Nike Inc. executives, who dumped Mr. Armstrong for misleading the public, didn’t bail on Tiger. On Sunday, as Mr. Woods played the final round of the Masters tournament, the company finally reaped the dividends of having stuck by the humbled athlete. Because the swoosh logo was sprinkled on Mr. Woods’ clothing from head to toe, it spent hours in front of cameras, earning an estimated $22.5 million worth of television exposure, according to analysis done by Apex Marketing Group Inc.

Over nearly a quarter century, Nike paid Mr. Woods hundreds of millions in endorsement deals. It crafted a Tiger Woods logo designed to be as distinctive as the Air Jordan silhouette, for instance.

 Dropping him would have been equivalent to killing the Taurus (Ford, by the way, again scrapped the iconic car a few years after Mr. Mulally retired).

Stephen Brown, a marketing professor at Ulster University, outlined in “Brands and Branding” why investing in tarnished of brands is so important. His research indicates brand names typically make up at least a third of a company’s value. Analysts often scour corporate filings to gauge the health of a company’s trademarks. When things go south, investors are rattled. For instance, Kraft Heinz wrote down the value of recognizable brands in February, such as Oscar Mayer cold cuts, by $15.4 billion, and its market value declined by 27%.

Still, given how much it costs to create a household name, it could be more efficient to resurrect Oscar Mayer than find a replacement. One of the sponsors that dropped Mr. Woods back in 2009 was Accenture. They started out life as Andersen Consulting and know a little something about rebranding.

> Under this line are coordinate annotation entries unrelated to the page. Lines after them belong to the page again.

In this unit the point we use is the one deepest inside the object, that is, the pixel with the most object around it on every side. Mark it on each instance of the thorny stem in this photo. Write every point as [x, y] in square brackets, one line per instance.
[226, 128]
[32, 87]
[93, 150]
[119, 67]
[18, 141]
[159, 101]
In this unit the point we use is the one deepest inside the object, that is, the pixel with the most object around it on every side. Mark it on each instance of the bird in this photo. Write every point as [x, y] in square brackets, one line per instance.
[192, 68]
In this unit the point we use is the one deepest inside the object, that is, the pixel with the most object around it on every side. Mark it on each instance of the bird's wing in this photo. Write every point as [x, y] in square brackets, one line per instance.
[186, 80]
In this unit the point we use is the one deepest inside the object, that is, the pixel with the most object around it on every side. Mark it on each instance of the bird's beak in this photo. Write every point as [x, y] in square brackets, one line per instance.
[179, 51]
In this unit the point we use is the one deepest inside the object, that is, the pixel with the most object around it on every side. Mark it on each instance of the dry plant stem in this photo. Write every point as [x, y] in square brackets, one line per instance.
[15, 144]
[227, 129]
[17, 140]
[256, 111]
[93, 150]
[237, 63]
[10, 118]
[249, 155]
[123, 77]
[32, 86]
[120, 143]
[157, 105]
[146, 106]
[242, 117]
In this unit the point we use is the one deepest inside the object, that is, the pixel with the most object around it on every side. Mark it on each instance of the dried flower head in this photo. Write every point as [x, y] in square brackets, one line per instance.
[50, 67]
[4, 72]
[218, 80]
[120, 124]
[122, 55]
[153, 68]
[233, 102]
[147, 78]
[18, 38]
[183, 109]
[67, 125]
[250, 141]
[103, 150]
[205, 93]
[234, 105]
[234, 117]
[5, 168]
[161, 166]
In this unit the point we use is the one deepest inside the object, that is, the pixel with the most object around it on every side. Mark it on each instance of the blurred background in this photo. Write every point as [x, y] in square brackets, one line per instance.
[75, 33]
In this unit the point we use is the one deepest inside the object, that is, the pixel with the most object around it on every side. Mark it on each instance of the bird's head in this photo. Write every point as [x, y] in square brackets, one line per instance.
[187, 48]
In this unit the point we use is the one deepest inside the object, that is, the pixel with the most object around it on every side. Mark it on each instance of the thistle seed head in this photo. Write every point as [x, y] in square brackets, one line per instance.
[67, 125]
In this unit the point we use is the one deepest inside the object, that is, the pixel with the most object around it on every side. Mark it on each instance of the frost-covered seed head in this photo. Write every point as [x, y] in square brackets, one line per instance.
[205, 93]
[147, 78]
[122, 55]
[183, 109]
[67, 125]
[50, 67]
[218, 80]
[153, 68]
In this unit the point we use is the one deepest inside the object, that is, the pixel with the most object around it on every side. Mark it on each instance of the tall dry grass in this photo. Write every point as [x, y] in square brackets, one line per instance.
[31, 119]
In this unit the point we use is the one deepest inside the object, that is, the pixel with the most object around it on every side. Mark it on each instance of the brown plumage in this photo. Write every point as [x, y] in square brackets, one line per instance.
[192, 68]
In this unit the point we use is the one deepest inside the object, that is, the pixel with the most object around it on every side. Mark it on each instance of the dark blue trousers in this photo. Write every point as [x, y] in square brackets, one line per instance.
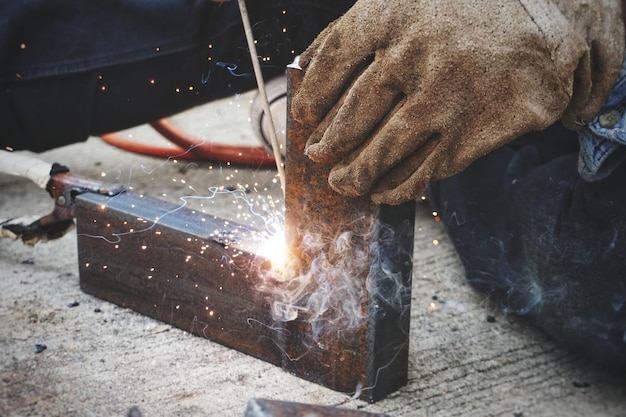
[544, 243]
[74, 68]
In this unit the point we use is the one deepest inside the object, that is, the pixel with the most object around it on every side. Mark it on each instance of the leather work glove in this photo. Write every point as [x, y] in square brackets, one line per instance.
[409, 91]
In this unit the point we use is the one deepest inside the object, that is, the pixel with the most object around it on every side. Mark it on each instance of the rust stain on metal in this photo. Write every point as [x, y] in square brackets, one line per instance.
[372, 357]
[204, 275]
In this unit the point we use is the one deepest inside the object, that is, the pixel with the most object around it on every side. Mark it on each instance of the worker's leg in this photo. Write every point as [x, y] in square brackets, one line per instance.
[71, 69]
[543, 242]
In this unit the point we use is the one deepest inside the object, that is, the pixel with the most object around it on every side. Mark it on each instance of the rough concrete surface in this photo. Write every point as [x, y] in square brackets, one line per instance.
[466, 358]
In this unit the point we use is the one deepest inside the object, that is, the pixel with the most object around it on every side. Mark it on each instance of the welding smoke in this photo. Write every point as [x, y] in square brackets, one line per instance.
[322, 281]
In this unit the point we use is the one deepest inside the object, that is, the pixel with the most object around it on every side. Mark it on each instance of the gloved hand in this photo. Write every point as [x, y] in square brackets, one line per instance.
[408, 91]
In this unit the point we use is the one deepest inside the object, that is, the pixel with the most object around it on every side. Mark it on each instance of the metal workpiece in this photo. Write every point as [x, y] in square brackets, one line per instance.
[336, 313]
[185, 268]
[363, 252]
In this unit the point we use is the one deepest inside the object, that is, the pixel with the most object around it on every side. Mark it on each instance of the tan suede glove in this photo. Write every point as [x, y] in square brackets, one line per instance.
[408, 91]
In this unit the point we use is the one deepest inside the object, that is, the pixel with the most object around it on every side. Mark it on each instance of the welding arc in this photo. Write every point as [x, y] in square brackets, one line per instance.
[192, 148]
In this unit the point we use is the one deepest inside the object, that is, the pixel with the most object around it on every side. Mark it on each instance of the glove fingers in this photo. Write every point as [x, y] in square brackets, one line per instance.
[354, 118]
[331, 63]
[399, 140]
[409, 180]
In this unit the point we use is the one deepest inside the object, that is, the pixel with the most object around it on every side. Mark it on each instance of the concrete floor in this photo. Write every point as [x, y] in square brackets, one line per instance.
[101, 359]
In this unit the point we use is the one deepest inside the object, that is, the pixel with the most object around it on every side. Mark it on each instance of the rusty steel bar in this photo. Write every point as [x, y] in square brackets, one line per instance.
[179, 266]
[204, 275]
[369, 356]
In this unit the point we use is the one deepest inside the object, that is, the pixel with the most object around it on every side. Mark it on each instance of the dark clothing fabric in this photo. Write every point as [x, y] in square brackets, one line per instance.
[73, 68]
[543, 242]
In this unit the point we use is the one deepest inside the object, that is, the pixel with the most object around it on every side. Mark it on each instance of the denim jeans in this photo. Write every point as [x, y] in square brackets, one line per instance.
[73, 68]
[543, 242]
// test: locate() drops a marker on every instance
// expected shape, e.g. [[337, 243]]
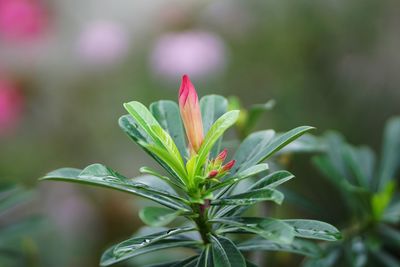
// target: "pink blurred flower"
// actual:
[[11, 103], [103, 42], [22, 19], [197, 53]]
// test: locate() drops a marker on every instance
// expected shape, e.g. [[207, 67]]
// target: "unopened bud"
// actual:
[[228, 166], [212, 174], [221, 157]]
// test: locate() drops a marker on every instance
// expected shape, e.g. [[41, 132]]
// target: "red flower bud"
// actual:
[[212, 174], [228, 166], [221, 157], [191, 114]]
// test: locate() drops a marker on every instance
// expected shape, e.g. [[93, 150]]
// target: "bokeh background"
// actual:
[[66, 67]]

Accenture’s advent came after an international arbiter ruled Andersen Consulting needed to break from its sister company, accounting firm Arthur Andersen. The success of the identity switch is debated in marketing circles, but the $100 million price tag for just the first year of the rebranding campaign was undeniably steep. Not long after, Arthur Andersen was caught up in the Enron Corp. scandal and evaporated; Accenture escaped that tarnish and endures.

These days, advertising experts have new rebrands to debate. Weight Watchers recently simplified its name to WW. Dunkin’ Donuts is suddenly just Dunkin’. Boeing’s fix is far more complicated than donuts and diets, Mr. Deighton said. “It gets to the heart of something tangled in our fear of big data and the tech revolution and so many things in our lives where we feel a lack of control.”

It’s not unlike our distrust of Facebook Inc.’s mishandling of data, Tesla Inc.’s alleged mislabeling of its Autopilot semi-driverless car system, or Uber Technologies Inc.’s corporate policies, he said. This stuff angers us, but we forgive.

Facebook’s problems led to backlash, but it didn’t ultimately drive us to ditch the social network, according to a new Pew Research Center survey. Protests like the #deleteuber campaign that followed public outrage over the ride-hailing company’s response to immigration policies led hundreds of thousands to stop using Uber at the time, according to a federal filing. But longer-term user growth has been eye-popping, with the number now equalling 91 million people.

Boeing and its troubled MAX planes will be forgiven. “People will be rooting for you and wanting you to recover,” Mr. Deighton said, even if that sentiment comes with some reluctance. I’d just like to be on the second plane that takes off instead of the first.